神様をあれほど信じたことないよ。」って。

新学期にサラリと渡されたお守りに

これ程の思いが入っていたなんて………。

でも……

思い返すと、いつも先生はそうやって

唯が気づかない程さりげなく、支えてくれてたんだよね。

……………遠足や佐藤先生の時。

イチゴの鍵に家族の話し合い。

唯の家のこともそう………実家が無くならないようにしてくれた。

運転する横顔をじっと見つめていたら

「そんな可愛い顔するなら、このまま帰ってずっとキスして
お正月を過ごすよ。」って……。

………………それもちょっと魅力かな?

なぁ~んて。

でも、3日間ずっとイチャついてたから………

この車の距離が遠く感じちゃう。

「あぁ~。
そんな顔する唯ちゃんが悪いんだからね。
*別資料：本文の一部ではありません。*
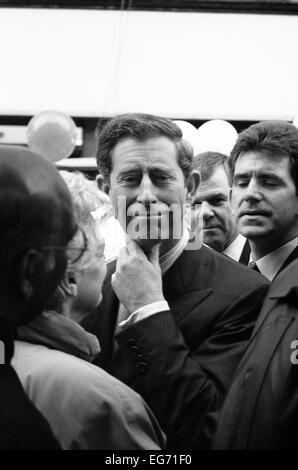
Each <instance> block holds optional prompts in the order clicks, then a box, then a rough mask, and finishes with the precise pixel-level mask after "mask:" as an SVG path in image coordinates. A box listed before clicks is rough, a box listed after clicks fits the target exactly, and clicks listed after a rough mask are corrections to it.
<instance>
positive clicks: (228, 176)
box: [193, 152, 231, 185]
mask: <svg viewBox="0 0 298 470" xmlns="http://www.w3.org/2000/svg"><path fill="white" fill-rule="evenodd" d="M221 167H222V168H223V169H224V170H225V172H226V174H227V177H228V180H229V184H230V185H231V176H230V169H229V157H228V156H227V155H224V154H223V153H219V152H203V153H199V154H197V155H195V156H194V159H193V168H194V170H197V171H198V172H199V173H200V177H201V181H202V182H204V181H207V180H209V178H210V177H211V176H212V174H213V173H214V171H215V170H216V169H217V168H221Z"/></svg>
」って言うと

ハンドルを右に切って

夏に来た海に寄ったの。

冬の夜の海は………

この前来た時と違う顔を見せ、とても静か。

世界に二人だけになったように思える。

「暗くて、怖い??」

変わらず唯の心配をしてくれる先生。

「ううん、大丈夫。
先生と一緒だから、怖くも淋しくもないよ。」

そう言うと、優しいキスをしてくれる。

さっきまで、あんなにエッチな顔をしてたのに

今は唯が不安にならないように気づかって…………。